Le lauree honoris causa a Trento, Bologna, Torino. La morte, sopraggiunta il 18 ottobre del 2011 a pochi giorni dal compleanno dei novant’anni, «purulento di eternità, in quel laggiù». Dopo un principio d’oblio, complice il centenario, la nostra editoria torna a ricordare questo” alchimista della parola”, come lo definì Attilio Bertolucci. E così a fine anno dovrebbero vedere la luce, a cura di Francesco Carbognin e Simona D’Orazio, l’edizione di un’antologia di sue Poesie disperse e un Quaderno di traduzioni di cui si è occupato Giuseppe Sandrini.

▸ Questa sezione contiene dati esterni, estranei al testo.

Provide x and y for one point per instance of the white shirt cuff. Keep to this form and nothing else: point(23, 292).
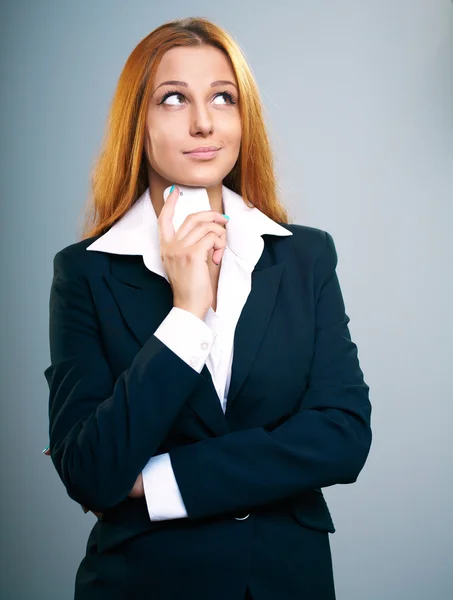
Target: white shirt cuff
point(163, 498)
point(187, 336)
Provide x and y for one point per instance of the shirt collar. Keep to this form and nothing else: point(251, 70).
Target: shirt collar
point(137, 233)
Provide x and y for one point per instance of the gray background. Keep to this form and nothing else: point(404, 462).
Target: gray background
point(358, 98)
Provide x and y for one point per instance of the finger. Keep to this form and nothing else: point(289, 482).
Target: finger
point(210, 241)
point(199, 231)
point(166, 229)
point(217, 256)
point(194, 219)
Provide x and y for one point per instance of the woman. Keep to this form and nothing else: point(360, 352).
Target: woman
point(203, 383)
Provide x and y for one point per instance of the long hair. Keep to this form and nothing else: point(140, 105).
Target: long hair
point(120, 175)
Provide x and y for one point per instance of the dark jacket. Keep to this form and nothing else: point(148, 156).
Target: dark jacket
point(297, 420)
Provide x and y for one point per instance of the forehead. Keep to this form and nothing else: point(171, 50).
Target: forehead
point(195, 64)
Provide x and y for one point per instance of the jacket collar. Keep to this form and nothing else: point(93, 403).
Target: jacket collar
point(144, 299)
point(136, 233)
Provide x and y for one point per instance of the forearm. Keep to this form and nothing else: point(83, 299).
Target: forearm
point(247, 469)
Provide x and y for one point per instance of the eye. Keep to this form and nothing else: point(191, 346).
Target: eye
point(231, 99)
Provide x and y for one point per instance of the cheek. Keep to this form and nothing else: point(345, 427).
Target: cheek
point(163, 143)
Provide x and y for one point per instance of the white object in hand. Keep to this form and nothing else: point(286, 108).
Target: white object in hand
point(191, 200)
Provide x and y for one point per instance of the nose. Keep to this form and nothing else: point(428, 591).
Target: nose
point(201, 119)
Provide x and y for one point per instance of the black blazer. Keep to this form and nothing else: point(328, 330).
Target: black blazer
point(297, 420)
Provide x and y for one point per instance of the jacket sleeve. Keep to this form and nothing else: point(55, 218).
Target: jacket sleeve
point(102, 431)
point(326, 442)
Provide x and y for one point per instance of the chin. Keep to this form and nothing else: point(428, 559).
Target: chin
point(202, 180)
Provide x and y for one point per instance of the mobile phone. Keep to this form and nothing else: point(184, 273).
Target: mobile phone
point(191, 200)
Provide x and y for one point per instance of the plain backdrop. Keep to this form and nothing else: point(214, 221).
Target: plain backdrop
point(358, 98)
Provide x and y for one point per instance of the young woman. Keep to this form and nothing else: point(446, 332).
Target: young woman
point(203, 382)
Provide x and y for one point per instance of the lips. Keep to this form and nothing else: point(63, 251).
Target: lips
point(201, 149)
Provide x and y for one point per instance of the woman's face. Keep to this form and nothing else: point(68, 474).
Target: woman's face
point(199, 108)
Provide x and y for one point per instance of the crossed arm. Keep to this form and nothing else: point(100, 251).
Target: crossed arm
point(101, 443)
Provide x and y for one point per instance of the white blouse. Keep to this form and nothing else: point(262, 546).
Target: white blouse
point(197, 342)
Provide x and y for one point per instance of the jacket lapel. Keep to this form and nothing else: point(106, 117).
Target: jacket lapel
point(145, 299)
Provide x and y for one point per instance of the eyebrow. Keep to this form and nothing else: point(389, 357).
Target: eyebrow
point(184, 84)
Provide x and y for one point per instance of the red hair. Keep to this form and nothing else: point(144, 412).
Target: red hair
point(120, 174)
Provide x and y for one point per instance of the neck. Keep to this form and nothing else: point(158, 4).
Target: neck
point(158, 184)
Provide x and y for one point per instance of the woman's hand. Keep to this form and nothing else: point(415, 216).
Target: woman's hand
point(186, 253)
point(136, 492)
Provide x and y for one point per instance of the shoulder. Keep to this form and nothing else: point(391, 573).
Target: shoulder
point(75, 259)
point(310, 242)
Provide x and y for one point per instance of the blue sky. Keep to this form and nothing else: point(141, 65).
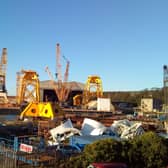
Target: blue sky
point(123, 41)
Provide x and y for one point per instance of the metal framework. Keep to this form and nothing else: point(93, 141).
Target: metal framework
point(165, 83)
point(3, 64)
point(27, 87)
point(93, 89)
point(61, 86)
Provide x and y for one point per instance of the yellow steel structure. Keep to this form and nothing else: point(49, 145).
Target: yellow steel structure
point(93, 89)
point(77, 99)
point(3, 64)
point(38, 110)
point(28, 89)
point(41, 110)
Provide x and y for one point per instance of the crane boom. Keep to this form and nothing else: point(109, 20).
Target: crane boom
point(3, 62)
point(58, 64)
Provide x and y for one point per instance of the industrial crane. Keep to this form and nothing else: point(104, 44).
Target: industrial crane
point(61, 87)
point(3, 64)
point(27, 87)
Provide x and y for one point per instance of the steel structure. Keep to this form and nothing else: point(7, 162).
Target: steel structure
point(60, 86)
point(3, 64)
point(165, 83)
point(93, 89)
point(28, 89)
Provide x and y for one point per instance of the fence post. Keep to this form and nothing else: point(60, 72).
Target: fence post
point(16, 144)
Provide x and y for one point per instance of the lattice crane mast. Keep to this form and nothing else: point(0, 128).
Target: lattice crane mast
point(3, 64)
point(61, 88)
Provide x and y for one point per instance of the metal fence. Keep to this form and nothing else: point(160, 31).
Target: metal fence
point(12, 157)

” Polo infero” e” polo supero”, disciplina della terra e immensità, rêverie e bioritmi primordiali. La difesa della natura contro le degenerazioni della cultura di massa e della civiltà dei consumi, un po’ nel solco di Pasolini. «In questo progresso scorsoio/ non so se vengo ingoiato/ o se ingoio». Questione di prospettive che convergono. «Alla mia poesia, in ogni caso, non è mai mancata una certa narratività. Si possono anzi trovare spesso frammenti di vicende, come anche figure e personaggi, su diversi piani spaziali e temporali, che costituiscono un quadro non esiguo di riferimenti, una mappa abbastanza plausibile dei luoghi dove ho sempre vissuto». Andrea Zanzotto non si è mai allontanato, di fatto, dalla provincia: il suo cronotopo, il suo periscopio sulla commedia e tragedia umana. Ha viaggiato ben poco, specie per colpa dell’ipocondria e di qualche naufragio nell’oscuro interiore. «Io ho perduto la traccia/ sono andato troppo lontano, pur rimanendo qui». Si è mosso, però, tantissimo nelle profondità del pensiero, risalendo la corrente verso un idioma innocente e assoluto. Quello originario, ancestrale, spontaneo, dialettale: era il petèl, il parlato infantile e ludico dei bambini piccoli. Una maniera di liberarsi, definitivamente, dalle camicie di forza delle lingue ufficiali. Disse di lui Eugenio Montale: «Zanzotto è un poeta percussivo, ma non rumoroso: il suo metronomo è forse il batticuore». E Giuseppe Ungaretti: «Ecco il primo elogio che voglio fare a Zanzotto: egli è un poeta libero». Un intellettuale enorme, che ha cercato strenuamente fino all’ultimo «i fiori più o meno inquietanti, più o meno spinosi, dell’infinito proliferare dell’essere».